Но не окажет помощь Ямакаве община, с которой он когда-то связал судьбу, и не примет она его опять в свое лоно. Ямакава участвовал в забастовке, что, с точки зрения хозяина фирмы, где Ямакава работал, было нарушением интересов общины и попранием чувства «гири». Другие рабочие не посмели перечить общинному лидеру, который и уволил Ямакаву. Я не преувеличил, назвав изгнание из общины высшей мерой наказания.
– Что вы думаете о своем будущем? – спросил я Ямакаву.
– У меня нет будущего, – сказал он. – Человек, опустившийся на дно, подняться уже не может. Ему не дадут сделать это. Я теперь не живу, а только существую. И думать о будущем мне совсем не хочется. Единственное, что волнует меня, как прожить сегодня.
– Чувствуете ли вы в себе волю к жизни?
– Нет. Воли у меня нет, – ответил Ямакава.
– Нисколько?
– Совсем нет. Я не могу да и не хочу бороться. Для меня все кончено.
Аристотель афористично заметил, что человек вне общества – либо бог, либо зверь. Места богов давно заняты. Ямакава может рассчитывать лишь на пожизненную звериную конуру, устроенную в картонной коробке у выхода из метро.

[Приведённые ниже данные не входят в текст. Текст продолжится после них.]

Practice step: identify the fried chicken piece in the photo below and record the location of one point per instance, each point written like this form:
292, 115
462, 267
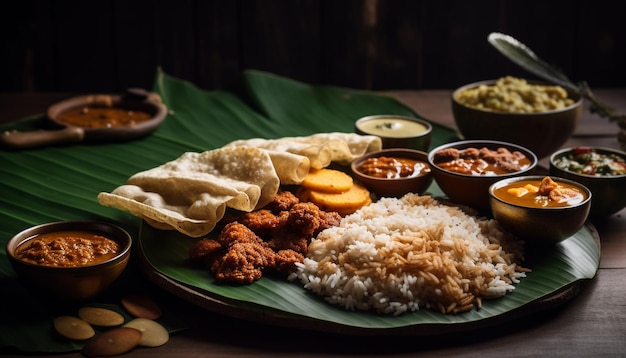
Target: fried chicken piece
287, 240
205, 251
283, 201
236, 232
286, 261
244, 262
263, 222
305, 221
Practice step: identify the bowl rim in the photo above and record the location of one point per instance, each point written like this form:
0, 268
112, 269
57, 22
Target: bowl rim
577, 101
78, 225
564, 151
379, 153
506, 181
428, 125
534, 161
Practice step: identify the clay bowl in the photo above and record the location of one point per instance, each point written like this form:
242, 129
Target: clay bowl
72, 283
396, 186
538, 225
63, 133
469, 189
609, 191
540, 132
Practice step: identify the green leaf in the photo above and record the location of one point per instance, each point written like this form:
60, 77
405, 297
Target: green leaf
62, 183
528, 60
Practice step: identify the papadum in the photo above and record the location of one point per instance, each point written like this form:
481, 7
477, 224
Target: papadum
320, 148
190, 194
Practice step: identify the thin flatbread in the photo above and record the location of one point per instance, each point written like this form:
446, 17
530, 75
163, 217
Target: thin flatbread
190, 194
321, 148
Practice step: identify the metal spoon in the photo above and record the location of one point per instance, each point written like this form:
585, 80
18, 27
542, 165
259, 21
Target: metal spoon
526, 58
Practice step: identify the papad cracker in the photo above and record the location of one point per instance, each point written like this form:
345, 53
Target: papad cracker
321, 148
190, 194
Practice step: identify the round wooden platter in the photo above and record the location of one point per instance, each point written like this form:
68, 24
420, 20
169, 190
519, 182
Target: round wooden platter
254, 312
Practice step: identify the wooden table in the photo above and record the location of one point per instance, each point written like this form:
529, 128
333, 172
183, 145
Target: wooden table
591, 324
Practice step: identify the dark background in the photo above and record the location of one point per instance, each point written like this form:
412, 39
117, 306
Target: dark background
86, 46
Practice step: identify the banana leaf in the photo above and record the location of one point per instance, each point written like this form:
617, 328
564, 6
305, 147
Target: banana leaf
62, 183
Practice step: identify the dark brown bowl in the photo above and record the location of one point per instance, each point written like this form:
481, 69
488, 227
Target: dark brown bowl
77, 283
473, 190
609, 192
395, 187
542, 132
540, 225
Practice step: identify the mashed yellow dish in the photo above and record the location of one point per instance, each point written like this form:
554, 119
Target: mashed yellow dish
515, 95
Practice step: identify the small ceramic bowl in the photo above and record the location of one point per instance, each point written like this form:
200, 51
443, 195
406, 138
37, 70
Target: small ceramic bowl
535, 224
540, 132
73, 283
397, 131
609, 191
469, 189
395, 186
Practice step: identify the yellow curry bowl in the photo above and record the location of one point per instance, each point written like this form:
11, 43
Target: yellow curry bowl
540, 218
517, 111
69, 260
465, 180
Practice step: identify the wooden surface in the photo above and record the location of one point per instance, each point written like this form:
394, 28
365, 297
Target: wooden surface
591, 324
75, 45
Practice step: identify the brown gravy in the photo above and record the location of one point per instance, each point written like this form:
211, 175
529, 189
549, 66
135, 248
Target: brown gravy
102, 117
67, 249
483, 161
393, 168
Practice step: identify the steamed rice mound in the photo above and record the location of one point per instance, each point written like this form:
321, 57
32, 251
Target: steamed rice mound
400, 255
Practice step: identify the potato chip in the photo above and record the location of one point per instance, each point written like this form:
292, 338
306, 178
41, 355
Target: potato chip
102, 317
327, 180
141, 306
117, 341
153, 334
73, 328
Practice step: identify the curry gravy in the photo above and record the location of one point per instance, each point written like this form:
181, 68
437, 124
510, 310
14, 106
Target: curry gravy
102, 117
67, 249
393, 168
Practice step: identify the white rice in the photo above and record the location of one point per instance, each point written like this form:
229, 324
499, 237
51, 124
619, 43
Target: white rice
398, 255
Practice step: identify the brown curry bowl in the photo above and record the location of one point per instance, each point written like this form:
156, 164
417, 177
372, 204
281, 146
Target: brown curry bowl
133, 99
536, 224
541, 132
72, 283
473, 190
394, 187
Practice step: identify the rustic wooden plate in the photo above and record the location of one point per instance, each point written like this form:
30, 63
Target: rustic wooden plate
555, 279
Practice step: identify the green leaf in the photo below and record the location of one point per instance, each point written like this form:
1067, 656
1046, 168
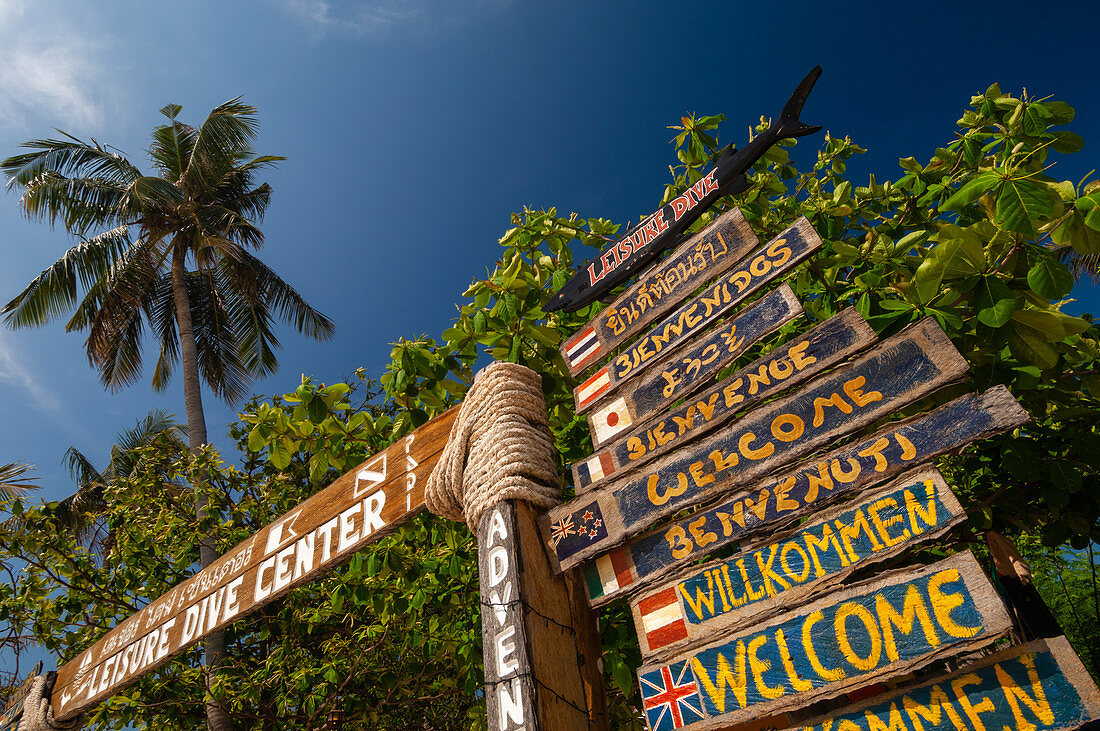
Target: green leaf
1048, 278
1033, 335
1021, 205
971, 191
1067, 142
994, 302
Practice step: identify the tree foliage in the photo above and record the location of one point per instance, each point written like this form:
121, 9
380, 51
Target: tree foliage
976, 236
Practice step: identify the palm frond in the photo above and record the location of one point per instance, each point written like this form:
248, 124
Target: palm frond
54, 291
12, 483
69, 157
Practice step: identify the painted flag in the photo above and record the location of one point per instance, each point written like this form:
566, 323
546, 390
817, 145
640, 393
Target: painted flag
608, 573
670, 696
596, 467
582, 349
593, 388
662, 620
611, 420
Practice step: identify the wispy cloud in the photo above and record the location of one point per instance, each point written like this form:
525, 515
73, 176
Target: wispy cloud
376, 17
14, 373
47, 68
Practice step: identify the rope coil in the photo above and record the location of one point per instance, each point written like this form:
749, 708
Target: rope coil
499, 449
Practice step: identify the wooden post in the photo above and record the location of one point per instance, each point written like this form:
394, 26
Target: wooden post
540, 643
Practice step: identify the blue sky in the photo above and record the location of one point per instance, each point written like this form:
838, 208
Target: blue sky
414, 129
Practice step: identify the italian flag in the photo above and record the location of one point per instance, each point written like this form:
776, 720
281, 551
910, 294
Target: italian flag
608, 573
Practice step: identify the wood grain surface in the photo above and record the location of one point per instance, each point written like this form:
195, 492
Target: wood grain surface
682, 373
794, 566
1038, 686
636, 441
702, 257
894, 374
801, 490
717, 299
887, 627
541, 646
320, 533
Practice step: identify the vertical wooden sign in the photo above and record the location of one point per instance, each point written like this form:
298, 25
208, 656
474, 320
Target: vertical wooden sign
540, 642
509, 684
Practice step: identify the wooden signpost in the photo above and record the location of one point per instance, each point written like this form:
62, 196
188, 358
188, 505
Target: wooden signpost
793, 566
685, 370
320, 533
749, 638
893, 624
805, 488
897, 373
1038, 686
773, 258
532, 631
706, 255
794, 363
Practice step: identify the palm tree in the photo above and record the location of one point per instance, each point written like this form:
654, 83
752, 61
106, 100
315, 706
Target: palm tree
79, 511
136, 236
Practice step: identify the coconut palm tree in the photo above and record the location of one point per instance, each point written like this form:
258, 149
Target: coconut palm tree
79, 511
171, 252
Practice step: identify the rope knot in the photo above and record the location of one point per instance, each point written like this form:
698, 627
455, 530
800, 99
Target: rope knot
499, 447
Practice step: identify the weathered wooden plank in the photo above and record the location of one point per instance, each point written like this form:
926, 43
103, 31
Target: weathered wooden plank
322, 532
682, 373
770, 261
891, 626
898, 372
1038, 686
541, 646
788, 365
791, 567
706, 255
809, 487
509, 678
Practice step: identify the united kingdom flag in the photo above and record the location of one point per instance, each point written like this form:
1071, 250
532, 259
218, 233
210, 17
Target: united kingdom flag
670, 697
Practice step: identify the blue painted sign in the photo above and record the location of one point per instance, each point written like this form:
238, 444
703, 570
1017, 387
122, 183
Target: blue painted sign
727, 594
809, 487
878, 629
1041, 686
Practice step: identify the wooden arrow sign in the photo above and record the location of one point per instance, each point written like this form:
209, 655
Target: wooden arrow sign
776, 257
891, 626
704, 256
799, 491
1040, 686
636, 441
320, 533
792, 567
897, 373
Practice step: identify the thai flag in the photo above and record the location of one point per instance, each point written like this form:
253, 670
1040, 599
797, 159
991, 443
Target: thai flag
581, 350
670, 697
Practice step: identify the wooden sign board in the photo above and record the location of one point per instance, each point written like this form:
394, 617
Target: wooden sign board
891, 626
773, 258
509, 683
1040, 686
897, 373
539, 640
792, 567
788, 365
683, 372
319, 534
702, 257
804, 489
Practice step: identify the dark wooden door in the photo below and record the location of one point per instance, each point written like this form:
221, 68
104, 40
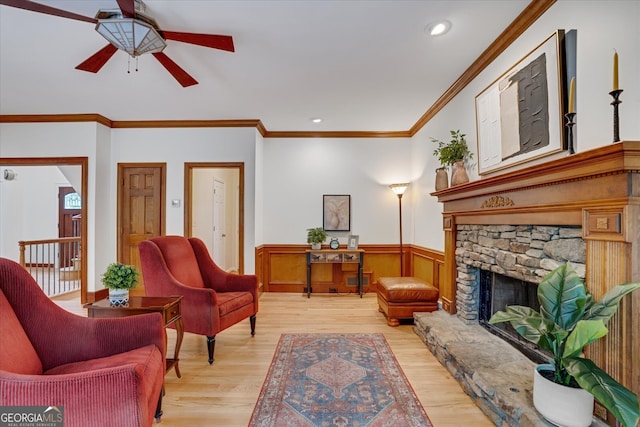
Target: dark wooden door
69, 207
140, 210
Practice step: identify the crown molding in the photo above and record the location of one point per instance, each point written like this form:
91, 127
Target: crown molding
529, 15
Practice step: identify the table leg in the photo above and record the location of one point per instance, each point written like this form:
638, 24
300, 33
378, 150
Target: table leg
308, 276
176, 353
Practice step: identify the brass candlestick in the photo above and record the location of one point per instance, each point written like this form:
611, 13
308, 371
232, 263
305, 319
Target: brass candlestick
570, 122
616, 119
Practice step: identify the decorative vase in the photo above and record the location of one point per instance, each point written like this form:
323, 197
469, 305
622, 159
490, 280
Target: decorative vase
459, 175
442, 179
563, 406
118, 297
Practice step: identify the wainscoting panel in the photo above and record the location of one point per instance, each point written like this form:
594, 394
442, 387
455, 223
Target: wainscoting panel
283, 268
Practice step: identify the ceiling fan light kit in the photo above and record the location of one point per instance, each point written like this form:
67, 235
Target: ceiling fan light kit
129, 30
131, 35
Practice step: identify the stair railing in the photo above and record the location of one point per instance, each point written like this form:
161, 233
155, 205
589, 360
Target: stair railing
53, 263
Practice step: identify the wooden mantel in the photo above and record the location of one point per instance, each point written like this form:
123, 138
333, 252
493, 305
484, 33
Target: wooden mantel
598, 190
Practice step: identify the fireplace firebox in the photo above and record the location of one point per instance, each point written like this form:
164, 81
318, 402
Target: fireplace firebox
498, 291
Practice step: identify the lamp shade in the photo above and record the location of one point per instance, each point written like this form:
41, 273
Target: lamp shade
134, 36
399, 189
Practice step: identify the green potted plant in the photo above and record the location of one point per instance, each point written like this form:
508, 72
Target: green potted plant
569, 319
119, 278
453, 153
316, 236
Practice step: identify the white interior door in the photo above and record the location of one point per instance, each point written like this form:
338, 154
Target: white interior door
219, 225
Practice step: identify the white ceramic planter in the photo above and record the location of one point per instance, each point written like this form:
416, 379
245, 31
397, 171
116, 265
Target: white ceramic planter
561, 405
118, 296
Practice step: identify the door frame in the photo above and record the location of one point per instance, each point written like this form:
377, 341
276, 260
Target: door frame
188, 199
163, 189
83, 162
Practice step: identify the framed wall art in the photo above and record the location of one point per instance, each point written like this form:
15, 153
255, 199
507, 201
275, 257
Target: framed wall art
336, 212
519, 115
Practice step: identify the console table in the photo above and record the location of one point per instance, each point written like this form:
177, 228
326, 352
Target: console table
333, 256
169, 307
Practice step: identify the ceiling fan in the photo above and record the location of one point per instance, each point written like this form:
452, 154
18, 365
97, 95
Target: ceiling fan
130, 30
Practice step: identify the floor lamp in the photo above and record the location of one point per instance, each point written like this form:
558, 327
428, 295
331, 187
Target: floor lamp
399, 189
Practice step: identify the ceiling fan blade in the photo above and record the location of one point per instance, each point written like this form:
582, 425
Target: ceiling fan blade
98, 59
178, 73
128, 8
48, 10
206, 40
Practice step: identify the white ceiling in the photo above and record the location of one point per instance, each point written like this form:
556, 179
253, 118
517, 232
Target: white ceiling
361, 65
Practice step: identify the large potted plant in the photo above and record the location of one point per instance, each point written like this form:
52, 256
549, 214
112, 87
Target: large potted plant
454, 154
316, 236
569, 319
119, 278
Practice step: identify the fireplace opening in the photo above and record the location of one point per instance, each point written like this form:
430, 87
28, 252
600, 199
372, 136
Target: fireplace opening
496, 292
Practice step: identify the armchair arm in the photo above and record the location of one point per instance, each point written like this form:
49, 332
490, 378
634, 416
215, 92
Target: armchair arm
104, 397
87, 338
218, 279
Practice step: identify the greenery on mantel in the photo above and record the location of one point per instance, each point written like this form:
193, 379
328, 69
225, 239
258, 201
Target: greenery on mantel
453, 151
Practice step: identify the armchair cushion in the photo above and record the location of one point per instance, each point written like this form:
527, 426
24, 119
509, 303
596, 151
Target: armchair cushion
104, 372
181, 261
16, 353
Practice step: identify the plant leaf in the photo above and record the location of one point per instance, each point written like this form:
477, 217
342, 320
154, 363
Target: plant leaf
562, 297
622, 402
585, 332
608, 304
531, 325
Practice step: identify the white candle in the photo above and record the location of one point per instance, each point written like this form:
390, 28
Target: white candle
572, 89
615, 70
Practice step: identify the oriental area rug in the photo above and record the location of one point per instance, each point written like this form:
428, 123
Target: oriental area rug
336, 380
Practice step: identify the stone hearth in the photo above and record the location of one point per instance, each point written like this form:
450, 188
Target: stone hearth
497, 376
513, 223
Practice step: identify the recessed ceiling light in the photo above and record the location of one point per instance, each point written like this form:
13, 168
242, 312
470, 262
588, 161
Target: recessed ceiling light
438, 28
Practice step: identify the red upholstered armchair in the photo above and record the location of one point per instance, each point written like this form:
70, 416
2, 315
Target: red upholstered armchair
213, 299
100, 372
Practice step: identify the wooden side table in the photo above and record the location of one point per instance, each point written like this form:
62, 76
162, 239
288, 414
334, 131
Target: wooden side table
331, 256
169, 307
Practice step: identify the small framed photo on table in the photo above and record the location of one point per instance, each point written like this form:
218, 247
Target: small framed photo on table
352, 242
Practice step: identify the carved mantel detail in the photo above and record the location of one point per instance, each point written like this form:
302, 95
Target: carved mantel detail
497, 202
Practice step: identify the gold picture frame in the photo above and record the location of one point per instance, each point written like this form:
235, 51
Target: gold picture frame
519, 117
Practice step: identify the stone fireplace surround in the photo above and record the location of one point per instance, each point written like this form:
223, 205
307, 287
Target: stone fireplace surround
524, 252
523, 224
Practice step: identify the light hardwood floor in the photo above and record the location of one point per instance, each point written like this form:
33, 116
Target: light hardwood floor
225, 393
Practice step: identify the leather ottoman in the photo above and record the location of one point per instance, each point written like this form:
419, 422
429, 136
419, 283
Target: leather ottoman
400, 297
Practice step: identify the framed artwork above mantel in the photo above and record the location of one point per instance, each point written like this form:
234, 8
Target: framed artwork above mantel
519, 117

Ямакава не отправился ни на остров Осима, ни в «Лес самоубийц». Однако, лишенный опоры, какой представляется японцу общинное «ниндзё» – чувство заботы и любви, возникаемое между родителями и детьми, разве не покончил Ямакава с собой еще 20 лет назад?
Стремясь укрепить свои позиции, обеспечить возрастание прибылей, японские предприниматели сделали ставку на культурно-исторический феномен нации – на общинное сознание, формирующее примитивный коллективизм. Разумеется, общинное сознание не в состоянии преодолеть антагонизм между трудом и капиталом. Но в специфических японских условиях общинное сознание в большей мере соответствует потребностям капитала в самовозрастании, чем взращенный буржуазным строем индивидуализм. Здесь-то и кроется одна из причин, почему весы, фиксирующие степень неравномерности капиталистического развития, и клонятся сейчас в пользу Японии.